電動スクーターシェアリング大手のLime(ライム)は2024年5月、米国証券取引委員会(SEC)にIPO(新規株式公開)を申請したと発表した。

同社は現在、世界230以上の都市で電動スクーターや自転車のシェアリングサービスを展開しており、利用者数は急速に拡大している。しかし、依然として黒字化には至っていない状況だ。

成長を続けるシェアリング市場

Limeは2018年のサービス開始以来、世界各地でシェアリングサービスを展開。都市部の交通手段の一つとして定着しつつある。同社によると、2023年には全世界で1億回以上の乗車が記録されたという。

黒字化への課題

一方で、同社は依然として赤字が続いている。主な要因として、車両のメンテナンスや運用コストの高さ、競合他社との価格競争などが挙げられる。IPOにより調達した資金を、サービス拡大や技術革新に充てる計画だ。
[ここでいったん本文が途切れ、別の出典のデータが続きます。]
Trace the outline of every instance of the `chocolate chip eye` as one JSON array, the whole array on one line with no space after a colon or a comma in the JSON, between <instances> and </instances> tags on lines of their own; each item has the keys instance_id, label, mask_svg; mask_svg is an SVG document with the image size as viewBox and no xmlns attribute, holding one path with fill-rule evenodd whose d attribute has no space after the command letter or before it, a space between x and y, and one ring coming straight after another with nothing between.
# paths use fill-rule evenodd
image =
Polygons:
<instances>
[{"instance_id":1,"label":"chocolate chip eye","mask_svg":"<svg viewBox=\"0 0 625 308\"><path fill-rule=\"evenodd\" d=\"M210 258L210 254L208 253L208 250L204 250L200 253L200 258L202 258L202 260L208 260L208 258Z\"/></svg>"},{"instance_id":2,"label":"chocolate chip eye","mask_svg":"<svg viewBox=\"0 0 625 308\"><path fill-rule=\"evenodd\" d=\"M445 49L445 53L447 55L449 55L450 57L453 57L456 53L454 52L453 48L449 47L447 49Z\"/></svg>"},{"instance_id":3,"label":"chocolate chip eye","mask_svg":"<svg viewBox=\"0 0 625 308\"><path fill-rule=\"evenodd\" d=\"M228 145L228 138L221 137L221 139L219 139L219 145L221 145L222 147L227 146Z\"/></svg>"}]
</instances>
「IPOは当社にとって重要なマイルストーンです。持続可能な成長を実現するための資金を確保し、より多くの都市でサービスを提供できるようになります」
(Lime CEO ジョン・キーファー氏)

今後の展望

LimeはIPOにより、新たな資金調達を進める一方で、電動スクーターの安全性向上や環境負荷の低減にも取り組む方針。また、米国や欧州を中心に、アジア市場への進出も加速させる見込みだ。